И, выронив цепь, Иван даже лицо закрыл руками от ужаса перед картиной того, что будет с любимой его женою…
— Осударь, не печалуйся! Все уладим. Тебя и осударыню-царицу в жисть не выдадим! Сами сгибнем, а вас и коснуться не посмеет нихто. Воротынский, Вельский… Я им уже сказывал. Они ли, энти воеводы, за тебя ль не постоят? Отборные люди у нас. Один десятерых стоит. Все ладно будет. А уж ежели до зарезу придет, спаси Бог! Уйдем невредимы. Знаешь ли, до самой реки и под рекой дале — ходы тут прорыты. Тайники есть… Все укроемся!
— Ну, будь, што Бог даст! — вдруг совсем подавленным голосом произнес Иван и быстро кинулся назад, в опочивальню Анастасьи, оставив на месте Адашева, который стоял в недоумении. Но через несколько мгновений, словно решив какую-то задачу в уме, спальник прошептал:
— Ее успокоить кинулся! — и тихо вышел из горницы делать дальнейшие распоряжения.
Адашев не ошибся.
Осторожно склонясь над женой, Иван негромко окликнул ее:
— Почиваешь ли, Настенька?
— Нет, голубь! Затишало в душе у меня от речей твоих, и я рада. Хочу поправиться. Тебе бы радость принести. До хорошего конца с Божьей милостью дожить: первенцем хочу царя мово порадовать. То-то бы, Господи!..
Надеждой, мольбой звенит голос молодой женщины. Мукой передернуло лицо Ивана.
— Бог даст… Он пошлет, Спас Милостивый. Слышь, Настек, злодеев тамо, поджигателев, изловили. Сюды их привести повелел я. И народ за ними же, обозляся, кинулся. Гляди, галдеть учнут у подворотни, што им не дали самосудом воров казнить. Ты не пужайся. Гляди… Стрельцов под рукой много, конных и пешей рати. Што б тамо ни творилось, што ни учуяла бы — покойна будь! Я над тобой блюду, оберечи сумею…
И ласково, осторожно проведя по волосам больной, быстро вышел из опочивальни.
VII
Недалеко он ушел. Через два покоя, у окна, выходившего прямо во двор широкий, откуда видны были ворота дворцовые, и частокол, отделяющий двор от дороги, вьющейся вниз, к Москве-реке, — здесь остановился Иван и стал глядеть. Здесь нашел его Адашев, очень скоро вернувшийся со двора.
— Подваливает чернь проклятая, смерды поганые, осударь! Да понемногу. Видно, не мало их по пути во кружалах, а то и просто по избам придорожным осталось. Все такой там люд, што и выпить не прочь, и чужим поживиться горазды.
Слушает Иван Адашева, слушает дальнейшие донесения воеводы и вестовщиков, приказы, распоряжения отдает, отвергает чужие советы или соглашается. И спокоен на вид. Но грозное, страшное это спокойствие.

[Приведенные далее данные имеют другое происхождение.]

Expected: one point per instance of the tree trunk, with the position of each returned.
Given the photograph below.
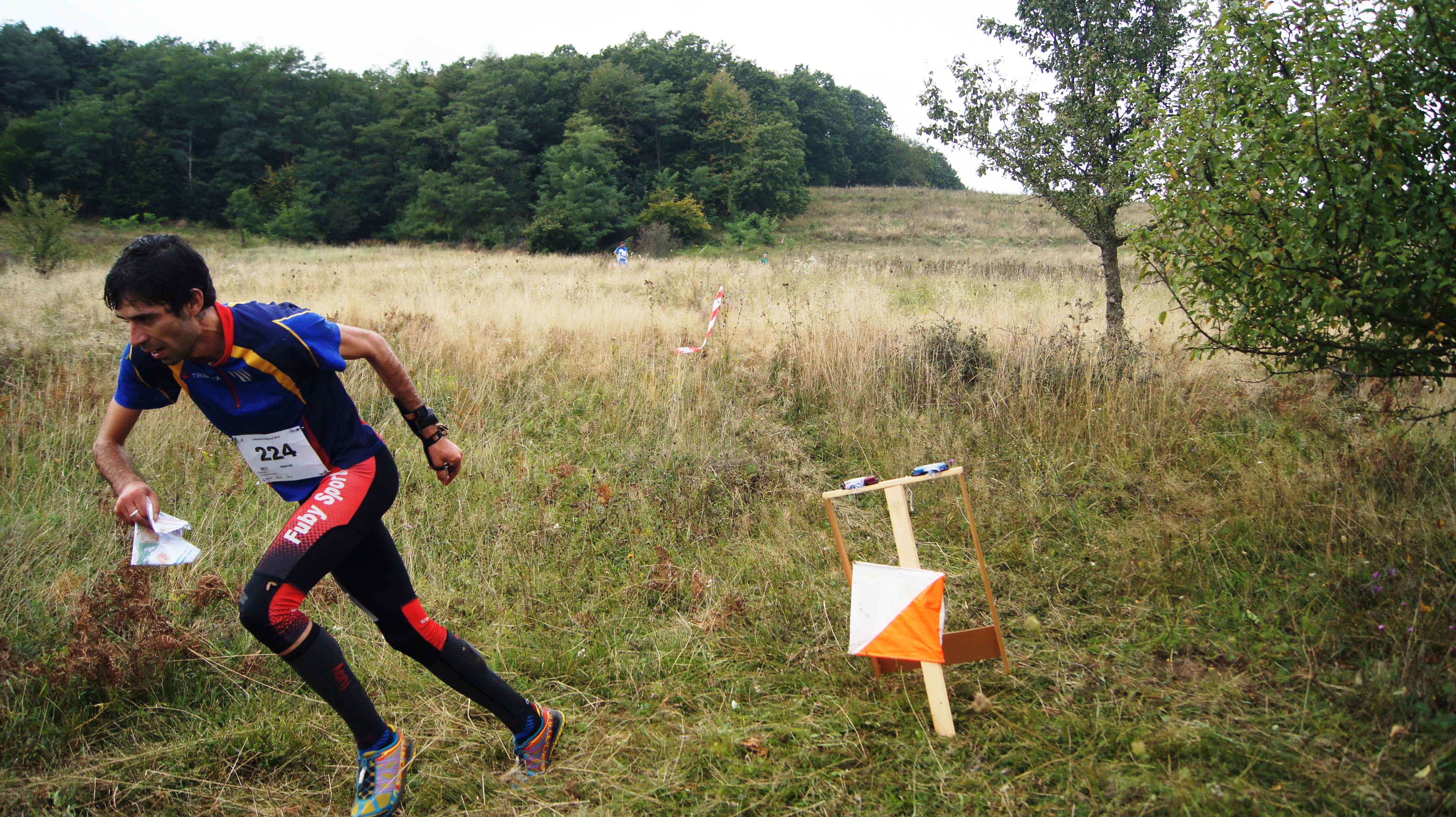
(1115, 292)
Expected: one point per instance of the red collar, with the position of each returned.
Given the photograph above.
(225, 314)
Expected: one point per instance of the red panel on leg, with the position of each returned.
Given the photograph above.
(284, 615)
(424, 625)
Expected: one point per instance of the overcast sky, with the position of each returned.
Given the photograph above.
(887, 50)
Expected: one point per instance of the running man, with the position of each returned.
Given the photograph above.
(267, 376)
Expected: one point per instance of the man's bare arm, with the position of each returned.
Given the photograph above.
(362, 344)
(113, 461)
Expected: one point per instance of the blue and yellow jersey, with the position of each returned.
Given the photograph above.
(280, 372)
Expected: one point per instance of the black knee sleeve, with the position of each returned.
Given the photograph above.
(408, 641)
(269, 609)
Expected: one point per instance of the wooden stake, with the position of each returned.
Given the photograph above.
(986, 577)
(839, 541)
(911, 558)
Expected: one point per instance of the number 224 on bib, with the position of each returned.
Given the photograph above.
(282, 456)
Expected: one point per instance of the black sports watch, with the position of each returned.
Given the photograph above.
(424, 417)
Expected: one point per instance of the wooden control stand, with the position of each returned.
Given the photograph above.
(978, 644)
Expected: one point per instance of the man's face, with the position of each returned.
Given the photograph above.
(166, 337)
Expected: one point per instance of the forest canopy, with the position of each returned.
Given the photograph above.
(565, 151)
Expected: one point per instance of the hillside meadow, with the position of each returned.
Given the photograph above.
(1222, 595)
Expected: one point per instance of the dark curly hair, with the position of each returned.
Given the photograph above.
(162, 270)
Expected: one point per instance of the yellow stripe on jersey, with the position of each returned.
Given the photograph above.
(177, 373)
(296, 336)
(260, 363)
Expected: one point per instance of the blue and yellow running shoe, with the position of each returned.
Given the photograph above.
(382, 778)
(535, 752)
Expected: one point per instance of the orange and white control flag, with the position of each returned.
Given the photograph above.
(896, 614)
(718, 304)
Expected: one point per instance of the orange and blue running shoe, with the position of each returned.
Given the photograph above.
(382, 778)
(535, 752)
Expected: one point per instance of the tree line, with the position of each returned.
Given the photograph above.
(562, 151)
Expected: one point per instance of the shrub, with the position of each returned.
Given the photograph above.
(683, 216)
(37, 226)
(944, 350)
(753, 229)
(657, 241)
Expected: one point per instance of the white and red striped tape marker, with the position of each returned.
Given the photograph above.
(718, 304)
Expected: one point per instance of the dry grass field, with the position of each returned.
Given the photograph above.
(1244, 587)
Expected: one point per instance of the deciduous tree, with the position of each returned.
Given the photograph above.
(1072, 146)
(1305, 187)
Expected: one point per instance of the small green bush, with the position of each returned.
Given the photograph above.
(950, 353)
(37, 228)
(753, 229)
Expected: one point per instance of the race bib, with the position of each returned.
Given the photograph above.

Захарьины тут появились, Курбский, Челяднины… Вся свита царева.
За стенами мятеж готовится…
Взором проводив мужа, закрыла глаза Анастасья, смежила полупрозрачные, тонкие веки свои и, смутно улавливая набегающий издалека рокот возбужденной людской толпы, готовилась было совсем задремать.
«Ишь, зверье какое! Самосудом хотят!» — слабо шевельнулась последняя сознатеяьная мысль в ее усталом мозгу, и она на миг-другой позабылась.
— Бей колдунов-поджигателей! Литовцев нам подавай! Анну-еретицу, ведьму старую, запальницу!.. Бабку цареву давайте нам, ироды! Што за нехристей стоите? Али мы не свои вам?
Такие крики сразу заставили прокинуться Анастасью. Она широко раскрыла глаза и напрягла свой утонченный от болезни слух.
Крики доносились довольно ясно, хотя опочивальня и удалена была от внешнего двора, перед которым, набегая, скипалась толпа озверелой, пьяной челяди.
Дворец потешный, летний, не очень грузно строенный, весь деревянный, с массой окон, дверей, крылец, ходов и балконов, отражал и пропускал звуки очень хорошо. Опущенные на оконца сукна, сукна на дверях и на полу заглушали, правда, все звуки, приходящие в покой извне, но не преграждали им пути.